Conclusion and future work
In conclusion, intact and adequate DNA obtained during extraction testifies to the effectiveness and efficiency of the method employed. During extraction of DNA from samples, there are several factors that can lead to sheared, impure, and/or inadequate samples of DNA including physical strain such as vortexing. Pipetting, presence of impurities such as RNA as well as the fragile nature of DNA strands especially those less than 150 kb can affect the quality and quantity of DNA extracted. During the research, potassium ethyl xanthogenate (XS) buffer provided the best quality 20 kbp when assayed through agarose gel electrophoresis. XS buffer was the optimal method for DNA extraction method as the strands were additionally distinct and had detectable specific biomarkers compared to other methods. While methods such as Chelex+RNase produced the highest concentration of DNA (1501.5 hg/µl), the DNA extracts not only had RNAs impurities; they were severely damaged through shearing.

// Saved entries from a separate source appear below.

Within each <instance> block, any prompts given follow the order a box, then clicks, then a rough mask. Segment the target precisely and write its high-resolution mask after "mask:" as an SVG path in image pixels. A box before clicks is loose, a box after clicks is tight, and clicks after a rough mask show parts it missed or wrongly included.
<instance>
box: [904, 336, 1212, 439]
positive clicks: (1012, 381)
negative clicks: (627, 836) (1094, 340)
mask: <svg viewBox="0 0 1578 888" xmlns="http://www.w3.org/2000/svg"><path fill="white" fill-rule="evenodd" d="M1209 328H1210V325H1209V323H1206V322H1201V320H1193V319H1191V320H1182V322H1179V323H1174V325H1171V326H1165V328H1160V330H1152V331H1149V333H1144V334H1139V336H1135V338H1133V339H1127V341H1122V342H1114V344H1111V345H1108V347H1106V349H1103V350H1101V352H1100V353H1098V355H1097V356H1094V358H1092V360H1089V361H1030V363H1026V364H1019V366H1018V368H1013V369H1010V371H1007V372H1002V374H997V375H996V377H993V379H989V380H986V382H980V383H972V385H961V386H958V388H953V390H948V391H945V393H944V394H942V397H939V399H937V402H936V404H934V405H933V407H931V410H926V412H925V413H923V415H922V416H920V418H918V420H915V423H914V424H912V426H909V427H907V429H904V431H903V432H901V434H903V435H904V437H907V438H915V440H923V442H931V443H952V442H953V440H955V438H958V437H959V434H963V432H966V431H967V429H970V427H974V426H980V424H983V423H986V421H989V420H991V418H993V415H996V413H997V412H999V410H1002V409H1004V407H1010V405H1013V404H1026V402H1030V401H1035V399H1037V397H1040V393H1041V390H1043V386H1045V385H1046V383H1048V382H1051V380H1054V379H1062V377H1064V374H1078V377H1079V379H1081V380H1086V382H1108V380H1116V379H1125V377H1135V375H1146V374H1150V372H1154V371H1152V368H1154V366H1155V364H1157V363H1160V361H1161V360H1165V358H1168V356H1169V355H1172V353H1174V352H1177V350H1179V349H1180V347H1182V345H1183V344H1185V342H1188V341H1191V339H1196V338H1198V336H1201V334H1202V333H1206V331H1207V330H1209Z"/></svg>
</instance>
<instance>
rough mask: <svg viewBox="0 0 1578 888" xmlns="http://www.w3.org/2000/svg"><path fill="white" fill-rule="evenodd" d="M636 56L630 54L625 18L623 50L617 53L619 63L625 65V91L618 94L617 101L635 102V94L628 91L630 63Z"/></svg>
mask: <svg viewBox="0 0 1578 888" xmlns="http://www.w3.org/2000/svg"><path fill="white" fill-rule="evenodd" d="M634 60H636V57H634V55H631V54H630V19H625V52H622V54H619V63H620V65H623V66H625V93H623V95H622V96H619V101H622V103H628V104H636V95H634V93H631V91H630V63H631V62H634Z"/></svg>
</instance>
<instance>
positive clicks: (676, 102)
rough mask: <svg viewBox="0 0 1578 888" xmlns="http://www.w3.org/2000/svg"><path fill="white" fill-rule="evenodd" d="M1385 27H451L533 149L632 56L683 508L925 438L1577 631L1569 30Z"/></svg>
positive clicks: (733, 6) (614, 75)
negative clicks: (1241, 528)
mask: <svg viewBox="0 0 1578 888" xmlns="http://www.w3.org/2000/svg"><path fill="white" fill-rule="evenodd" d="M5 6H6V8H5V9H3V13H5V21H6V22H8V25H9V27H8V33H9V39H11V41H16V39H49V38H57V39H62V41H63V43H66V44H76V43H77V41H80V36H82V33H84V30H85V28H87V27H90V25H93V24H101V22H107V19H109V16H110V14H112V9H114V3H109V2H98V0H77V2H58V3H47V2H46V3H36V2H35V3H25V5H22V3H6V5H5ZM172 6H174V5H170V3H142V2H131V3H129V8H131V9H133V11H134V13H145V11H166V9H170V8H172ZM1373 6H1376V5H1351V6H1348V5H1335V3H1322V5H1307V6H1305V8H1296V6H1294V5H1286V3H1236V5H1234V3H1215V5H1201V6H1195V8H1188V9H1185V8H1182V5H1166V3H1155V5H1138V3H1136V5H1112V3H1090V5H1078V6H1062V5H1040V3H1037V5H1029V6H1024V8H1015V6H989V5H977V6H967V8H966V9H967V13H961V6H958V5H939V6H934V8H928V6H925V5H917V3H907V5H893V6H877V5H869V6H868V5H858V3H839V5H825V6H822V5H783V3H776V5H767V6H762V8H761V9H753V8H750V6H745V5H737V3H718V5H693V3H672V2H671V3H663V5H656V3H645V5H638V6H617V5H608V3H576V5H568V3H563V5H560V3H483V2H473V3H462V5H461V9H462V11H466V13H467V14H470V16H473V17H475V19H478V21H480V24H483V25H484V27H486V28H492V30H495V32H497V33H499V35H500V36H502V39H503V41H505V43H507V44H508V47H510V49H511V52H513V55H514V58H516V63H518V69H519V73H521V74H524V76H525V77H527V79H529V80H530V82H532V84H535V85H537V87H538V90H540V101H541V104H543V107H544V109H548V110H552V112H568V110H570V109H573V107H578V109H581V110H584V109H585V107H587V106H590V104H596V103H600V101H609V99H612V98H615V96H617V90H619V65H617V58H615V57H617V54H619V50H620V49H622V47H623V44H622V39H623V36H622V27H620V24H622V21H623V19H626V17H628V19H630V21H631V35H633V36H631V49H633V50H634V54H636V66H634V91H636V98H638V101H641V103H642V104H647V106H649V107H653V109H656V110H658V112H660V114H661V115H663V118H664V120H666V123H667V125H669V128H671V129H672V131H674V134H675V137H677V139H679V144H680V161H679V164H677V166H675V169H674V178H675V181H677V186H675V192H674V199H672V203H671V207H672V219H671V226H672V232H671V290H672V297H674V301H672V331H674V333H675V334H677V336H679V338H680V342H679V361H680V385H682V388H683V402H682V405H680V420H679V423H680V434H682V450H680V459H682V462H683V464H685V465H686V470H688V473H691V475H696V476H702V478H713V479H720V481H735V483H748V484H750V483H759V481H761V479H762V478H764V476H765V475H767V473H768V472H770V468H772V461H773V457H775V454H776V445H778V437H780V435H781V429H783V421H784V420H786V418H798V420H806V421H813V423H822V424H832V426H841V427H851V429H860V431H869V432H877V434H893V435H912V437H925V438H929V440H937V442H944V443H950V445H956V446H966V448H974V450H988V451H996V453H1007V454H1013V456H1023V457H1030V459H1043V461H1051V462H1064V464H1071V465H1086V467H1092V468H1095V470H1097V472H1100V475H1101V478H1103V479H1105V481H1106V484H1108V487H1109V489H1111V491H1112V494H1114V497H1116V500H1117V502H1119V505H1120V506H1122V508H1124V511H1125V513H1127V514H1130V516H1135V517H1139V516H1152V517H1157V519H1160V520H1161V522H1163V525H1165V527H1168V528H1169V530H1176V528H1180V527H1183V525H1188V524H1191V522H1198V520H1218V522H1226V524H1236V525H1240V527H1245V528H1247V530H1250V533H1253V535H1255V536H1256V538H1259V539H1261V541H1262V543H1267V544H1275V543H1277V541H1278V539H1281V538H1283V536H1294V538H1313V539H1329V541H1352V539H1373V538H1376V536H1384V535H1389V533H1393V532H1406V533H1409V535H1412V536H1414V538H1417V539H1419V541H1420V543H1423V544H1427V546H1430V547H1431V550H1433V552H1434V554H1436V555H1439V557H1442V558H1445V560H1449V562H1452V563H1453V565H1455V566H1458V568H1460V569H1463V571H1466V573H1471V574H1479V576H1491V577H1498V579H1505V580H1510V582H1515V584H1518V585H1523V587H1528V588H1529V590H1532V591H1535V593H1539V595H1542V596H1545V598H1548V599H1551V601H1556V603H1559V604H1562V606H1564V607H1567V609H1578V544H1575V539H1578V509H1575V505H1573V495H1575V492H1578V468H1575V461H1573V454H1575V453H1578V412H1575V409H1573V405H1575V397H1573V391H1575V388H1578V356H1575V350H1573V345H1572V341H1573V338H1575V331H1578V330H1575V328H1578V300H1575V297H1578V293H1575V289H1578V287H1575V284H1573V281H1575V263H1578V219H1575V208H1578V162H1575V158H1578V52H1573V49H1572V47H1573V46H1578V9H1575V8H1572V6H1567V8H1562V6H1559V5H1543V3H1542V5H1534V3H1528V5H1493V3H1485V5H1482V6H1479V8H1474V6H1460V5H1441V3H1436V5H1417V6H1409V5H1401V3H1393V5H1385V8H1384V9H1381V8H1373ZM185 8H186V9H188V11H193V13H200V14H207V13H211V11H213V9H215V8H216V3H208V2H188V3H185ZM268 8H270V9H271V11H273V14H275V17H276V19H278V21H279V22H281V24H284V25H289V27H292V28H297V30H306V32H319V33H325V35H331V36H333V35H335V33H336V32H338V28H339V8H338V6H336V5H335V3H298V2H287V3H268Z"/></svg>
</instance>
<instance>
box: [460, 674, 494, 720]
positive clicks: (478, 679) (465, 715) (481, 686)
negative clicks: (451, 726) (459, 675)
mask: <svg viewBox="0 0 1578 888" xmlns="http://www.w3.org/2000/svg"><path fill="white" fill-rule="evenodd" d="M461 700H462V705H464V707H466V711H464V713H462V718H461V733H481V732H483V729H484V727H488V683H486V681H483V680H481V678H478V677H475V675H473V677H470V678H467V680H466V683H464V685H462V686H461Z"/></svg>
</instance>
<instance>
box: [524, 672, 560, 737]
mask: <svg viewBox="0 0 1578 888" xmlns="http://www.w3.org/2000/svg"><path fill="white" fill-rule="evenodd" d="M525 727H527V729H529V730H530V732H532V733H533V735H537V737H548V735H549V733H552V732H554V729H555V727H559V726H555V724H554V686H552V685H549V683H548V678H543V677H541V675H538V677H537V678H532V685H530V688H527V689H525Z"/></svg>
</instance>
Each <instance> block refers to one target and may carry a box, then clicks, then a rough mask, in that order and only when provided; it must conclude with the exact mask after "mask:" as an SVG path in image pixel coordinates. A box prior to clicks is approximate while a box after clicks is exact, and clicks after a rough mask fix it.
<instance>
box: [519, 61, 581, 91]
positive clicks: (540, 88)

The singleplex and multiplex PCR experiments were successful employed during the experiments as they determined which DNA extraction was optimal by identifying the distinctiveness of the bands on strands from DNA samples extracted by each method. The experiments also helped in identifying which method produced DNA samples with specific biomarkers. The experiments were thus important in choosing which method was to be used for DNA extraction in this study. Therefore, this study presented a significant assay for pathogenic E. coli detection in lake water and other recreational considering that nowadays few studies examine the potential pathogens in such waters.
Recommendations for future research
As shown in the Pathogenicity Table, it is possible to establish statistical significance for these results. Such studies will contribute to the further understanding of pathogenicity of recreational waters depending on factors that are unique to certain areas. Future studies can also expand and include other water bodies including sources of water for domestic use especially those that are susceptible to contamination by pathogens. Quantifying pathogenicity will offer a great insight that can help in fields beyond science including legal matters especially when it comes to compensation.
In future, based on this study, I recommend that more tests and comparative studies should be conducted on UPEC virulence genes because Uropathogenic E. coli (UPEC) has many virulence genes (VGs). When these VGs are compared to those, found in other sources, it would be possible to determine with greater accuracy whether the water is contaminated with the VGs found in UPEC.
Running the gel electrophoresis to detect samples after PCR is not only time consuming but can also lead to shearing and eventual damage of DNA samples extracted. This significantly hampers DNA extraction and identification while is also time consuming. Therefore, I recommend that future research should also focus on developing a multiplex-qPCR that would help avoiding such scenarios. I also recommend that a colony hybridization using a probe be made to allow for more effective and effective studies in virulence genes.
During the study, it was established that Chelex+RNase and Chelex produced the highest quantities of DNA. However, the extracts were contaminated and sheared hence lacked distinct bands and biomarkers. Future research should focus on how such methods can be made effective by eliminating factors that lead to contamination and shearing of DNA. This will ensure that an effective method is put in place that allows for extraction of large amounts of DNA, which are very intact and can be easily identified using the specific identifiable markers.